Intervista. Classe 1992, nativo di Spirano, il fotografo musicale Andrea Ripamonti ci ha raccontato la sua esperienza «davanti alle transenne», oltre a dare qualche consiglio a chi vorrebbe cominciare il suo stesso percorso professionale

Lettura 4 min.
Sting (Foto di Andrea Ripamonti per Rockon.it)

Parlare di fotografia nel mercato musicale può sembrare insolito. Per i fan della musica dal vivo, però, gli scatti provenienti da un concerto sono spesso una finestra da cui affacciarsi per approfondire il rapporto con le loro band preferite. Queste fotografie impreziosiscono recensioni o reportage; altre volte sono talmente importanti e caratteristiche da diventare vere e proprie opere d’arte inserite all’interno di collezioni pubbliche e private.

Per capire meglio il mondo della fotografia musicale, abbiamo discusso con Andrea Ripamonti, classe 1992 e nativo di Spirano, con oltre 450 concerti all’attivo come professionista tra Italia, Francia, Belgio e Ungheria.

GT: Come ti sei approcciato al mondo della fotografia?

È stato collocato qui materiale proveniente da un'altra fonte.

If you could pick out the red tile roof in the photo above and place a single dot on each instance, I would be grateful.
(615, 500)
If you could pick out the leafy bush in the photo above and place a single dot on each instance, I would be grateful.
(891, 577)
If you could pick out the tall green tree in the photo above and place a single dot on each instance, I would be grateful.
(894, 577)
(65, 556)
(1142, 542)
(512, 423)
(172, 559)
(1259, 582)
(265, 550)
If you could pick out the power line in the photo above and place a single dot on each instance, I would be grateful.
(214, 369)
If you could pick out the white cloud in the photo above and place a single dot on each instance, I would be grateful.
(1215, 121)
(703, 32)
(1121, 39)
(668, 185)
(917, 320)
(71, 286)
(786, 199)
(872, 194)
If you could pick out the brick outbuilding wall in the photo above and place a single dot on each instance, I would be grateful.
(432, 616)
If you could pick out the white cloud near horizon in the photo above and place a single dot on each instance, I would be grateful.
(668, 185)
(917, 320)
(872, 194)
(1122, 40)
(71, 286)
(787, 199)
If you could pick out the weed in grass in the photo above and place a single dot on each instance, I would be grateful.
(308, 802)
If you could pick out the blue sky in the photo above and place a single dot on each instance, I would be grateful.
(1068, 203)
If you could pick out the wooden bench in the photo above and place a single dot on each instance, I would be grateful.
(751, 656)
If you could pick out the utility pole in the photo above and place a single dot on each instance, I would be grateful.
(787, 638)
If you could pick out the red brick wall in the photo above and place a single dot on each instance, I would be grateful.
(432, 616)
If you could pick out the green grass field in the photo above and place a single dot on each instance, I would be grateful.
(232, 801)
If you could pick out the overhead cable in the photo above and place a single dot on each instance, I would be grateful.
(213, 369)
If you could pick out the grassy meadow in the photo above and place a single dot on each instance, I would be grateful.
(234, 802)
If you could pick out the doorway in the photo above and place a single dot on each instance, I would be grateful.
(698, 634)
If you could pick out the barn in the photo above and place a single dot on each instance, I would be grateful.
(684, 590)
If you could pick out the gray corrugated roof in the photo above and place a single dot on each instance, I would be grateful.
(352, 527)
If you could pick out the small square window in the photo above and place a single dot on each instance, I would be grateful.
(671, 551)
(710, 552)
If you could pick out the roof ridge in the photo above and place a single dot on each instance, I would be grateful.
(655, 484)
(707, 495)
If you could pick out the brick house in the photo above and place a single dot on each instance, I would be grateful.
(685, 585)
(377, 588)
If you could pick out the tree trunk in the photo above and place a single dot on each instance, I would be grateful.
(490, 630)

AR: Il mondo della fotografia è sempre stato parte della mia vita, perché ci sono letteralmente nato in mezzo. I miei genitori sono fotografi e prima di loro lo erano i miei nonni, che circa settant’anni fa aprirono lo studio «Foto Riva» a Spirano. Non sono mai stato obbligato a portare avanti l’attività di famiglia, anzi, sono stato libero di fare quello che volevo. Mi sono avvicinato a questa professione quando avevo quindici anni, perché i miei genitori mi avevano chiesto se volessi aiutare in studio per avere qualche soldo come paghetta. Da lì ho approcciato la fotografia in maniera completamente autonoma, studiando da solo e spesso sbagliando, ma più sbagliavo, più esperienza facevo e più imparavo. Così ho cominciato ad aiutare durante matrimoni, cerimonie ed eventi, finché ad inizio 2019 ho avuto un contatto grazie a una mia ex collega che mi ha portato a entrare nel mondo della fotografia di spettacolo, quindi nello specifico musica, concerti dal vivo… e voilà, eccomi qua!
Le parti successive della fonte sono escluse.